In the interview, Kayilasanathan denies all of this.

Chauhan also faces charges of sexual assault and intent to stupefy in relation to an eerily similar 2003 alleged incident in Kingston against a former girlfriend. That woman came forward only after reading about the laying of the 2011 charges. She finished testifying earlier on Thursday.

Court has also heard from a third woman — a “similar fact” witness — who said she connected with Kayilasanathan through a dating website in 2008, while living in the Maritimes. They’d gone clubbing, which is the last thing she remembered from that night, and that she woke up alone the next day in the doctor’s bed at his condo, unable to move. “It was like I was nailed to the bed, like I was paralyzed,” she testified.

She also came forward when learning of the charges against the doctors and that Toronto police were seeking more witnesses or alleged victims.

In his police interview, Kayilasanathan demands to know whether a rape kit test and toxic screen had been conducted on the complainant, sounding confident — because he’s a doctor and would know such things — that no trace of an incapacitating drug would be found in the woman’s urine and blood.
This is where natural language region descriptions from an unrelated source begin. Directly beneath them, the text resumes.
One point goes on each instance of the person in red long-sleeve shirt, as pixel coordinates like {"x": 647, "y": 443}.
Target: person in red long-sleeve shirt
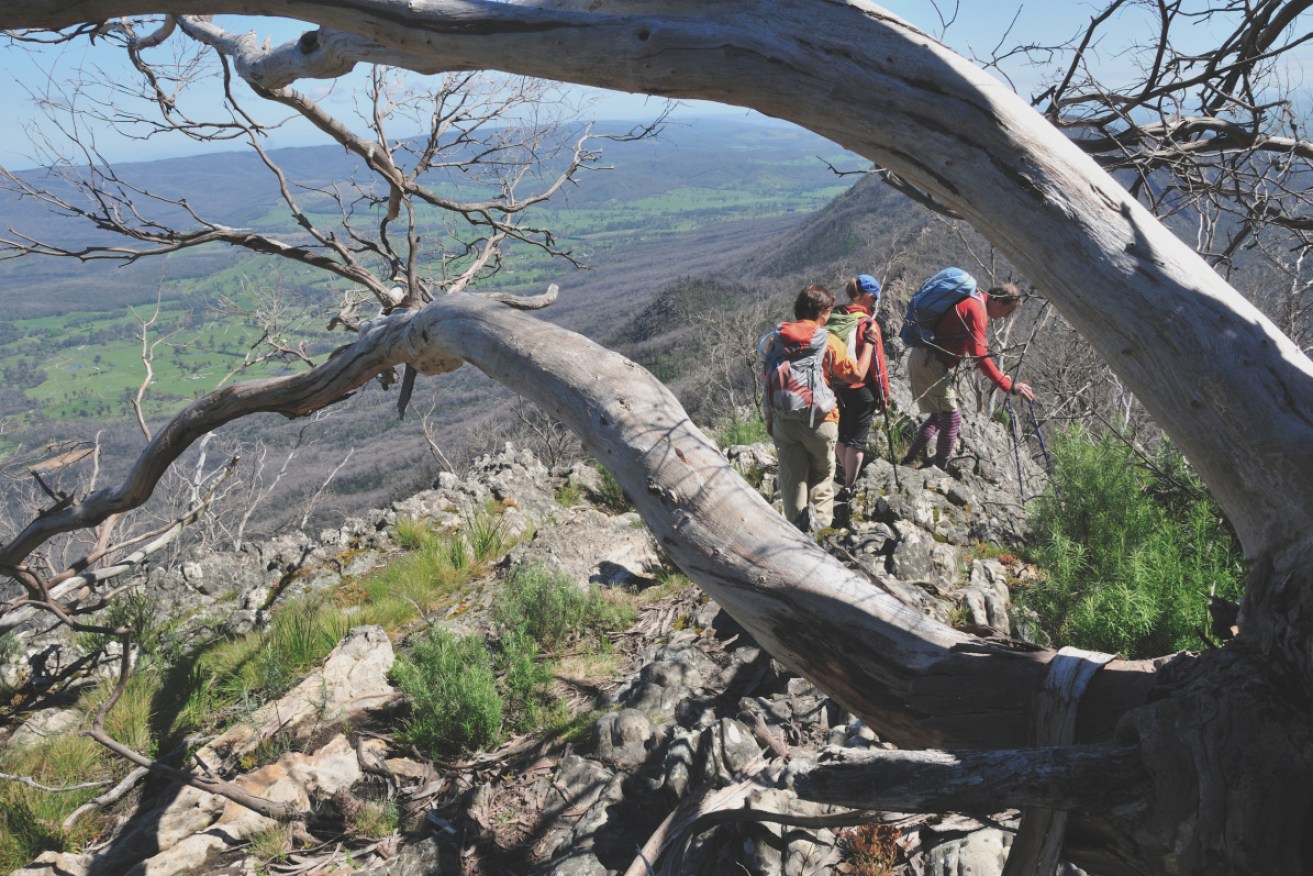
{"x": 959, "y": 335}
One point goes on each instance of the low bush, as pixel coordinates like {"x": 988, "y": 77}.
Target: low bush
{"x": 452, "y": 690}
{"x": 1131, "y": 550}
{"x": 742, "y": 428}
{"x": 553, "y": 611}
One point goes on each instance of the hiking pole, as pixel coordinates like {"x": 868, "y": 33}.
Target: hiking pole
{"x": 1016, "y": 447}
{"x": 1044, "y": 449}
{"x": 1048, "y": 460}
{"x": 889, "y": 440}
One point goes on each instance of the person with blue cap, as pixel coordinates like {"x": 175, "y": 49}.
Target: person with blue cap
{"x": 859, "y": 401}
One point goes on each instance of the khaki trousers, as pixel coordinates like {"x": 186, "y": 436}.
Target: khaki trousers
{"x": 931, "y": 380}
{"x": 806, "y": 466}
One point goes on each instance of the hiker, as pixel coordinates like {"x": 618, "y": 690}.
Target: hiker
{"x": 940, "y": 342}
{"x": 802, "y": 360}
{"x": 860, "y": 399}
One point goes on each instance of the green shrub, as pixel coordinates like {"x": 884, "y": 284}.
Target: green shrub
{"x": 527, "y": 678}
{"x": 611, "y": 495}
{"x": 553, "y": 611}
{"x": 569, "y": 494}
{"x": 449, "y": 683}
{"x": 1131, "y": 550}
{"x": 742, "y": 428}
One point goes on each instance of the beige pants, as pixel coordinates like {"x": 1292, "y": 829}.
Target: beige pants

But, Kayilasanathan adds, his life is ruined anyway.

“Everybody knows my workplace, my family, my father will probably never speak to me again. And it’s all over nothing,” he said.

Kathryn Clarke, a spokeswoman for the College of Physicians and Surgeons of Ontario, said Chauhan’s licence expired June 30, 2011. Kayilasanathan is currently practising. The college is investigating both doctors, she said.